RIM uses a centralized architecture to filter all its e-mail traffic and push it out to consumers' phones. Critics of the BlackBerry service and architecture say that this centralized approach makes the service more vulnerable to outages. And indeed, the company has had some serious outages in the past. In April 2007, the company's enterprise service suffered a huge outage that left millions of corporate BlackBerry users without access to e-mail.
While any sort of outage is not good, the fact that the problem affected consumers rather than corporate customers is an important distinction. Some of the BlackBerry users, who had lost e-mail for a few hours, said they didn't even notice that they weren't able to send or receive e-mail. By contrast, during the massive corporate BlackBerry two years ago, consumers felt the affect more acutely as many business users rely on their BlackBerry devices for corporate e-mail.

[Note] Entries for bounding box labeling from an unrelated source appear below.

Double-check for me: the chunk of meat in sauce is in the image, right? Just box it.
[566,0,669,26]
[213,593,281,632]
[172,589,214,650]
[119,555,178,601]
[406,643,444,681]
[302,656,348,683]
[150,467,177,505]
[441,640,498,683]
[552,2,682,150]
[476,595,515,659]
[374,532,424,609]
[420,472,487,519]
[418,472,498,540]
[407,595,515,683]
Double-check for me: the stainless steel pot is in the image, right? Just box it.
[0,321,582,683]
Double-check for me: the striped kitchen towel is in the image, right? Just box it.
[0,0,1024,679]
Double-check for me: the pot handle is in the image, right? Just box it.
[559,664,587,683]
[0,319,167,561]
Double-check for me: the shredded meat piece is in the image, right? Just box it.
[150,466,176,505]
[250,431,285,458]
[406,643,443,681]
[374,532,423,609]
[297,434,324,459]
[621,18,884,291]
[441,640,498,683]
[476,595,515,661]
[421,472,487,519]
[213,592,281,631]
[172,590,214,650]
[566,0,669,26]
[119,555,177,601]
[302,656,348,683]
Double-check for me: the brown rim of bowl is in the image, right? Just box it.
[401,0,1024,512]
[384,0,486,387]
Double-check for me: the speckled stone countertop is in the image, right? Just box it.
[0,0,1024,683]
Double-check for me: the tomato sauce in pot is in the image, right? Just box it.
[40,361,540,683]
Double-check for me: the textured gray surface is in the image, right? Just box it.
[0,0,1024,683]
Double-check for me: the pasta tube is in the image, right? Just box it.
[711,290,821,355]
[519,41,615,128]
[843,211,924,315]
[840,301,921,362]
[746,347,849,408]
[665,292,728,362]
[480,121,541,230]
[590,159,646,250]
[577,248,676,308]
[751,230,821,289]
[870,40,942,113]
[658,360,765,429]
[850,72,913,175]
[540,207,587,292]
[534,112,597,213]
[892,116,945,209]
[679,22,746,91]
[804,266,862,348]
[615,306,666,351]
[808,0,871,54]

That said, there are still many small-business and self-employed people using RIM's BlackBerry Internet Service for business purposes. What's more, as RIM aggressively courts consumer customers, the company will need to avoid service glitches of any kind to woo consumers that already have a wide array of options when it comes to smartphones. The smartphone market is highly competitive, and cell phone users don't need another reason to choose an alternative device, such as Apple's iPhone or the upcoming Palm Pre.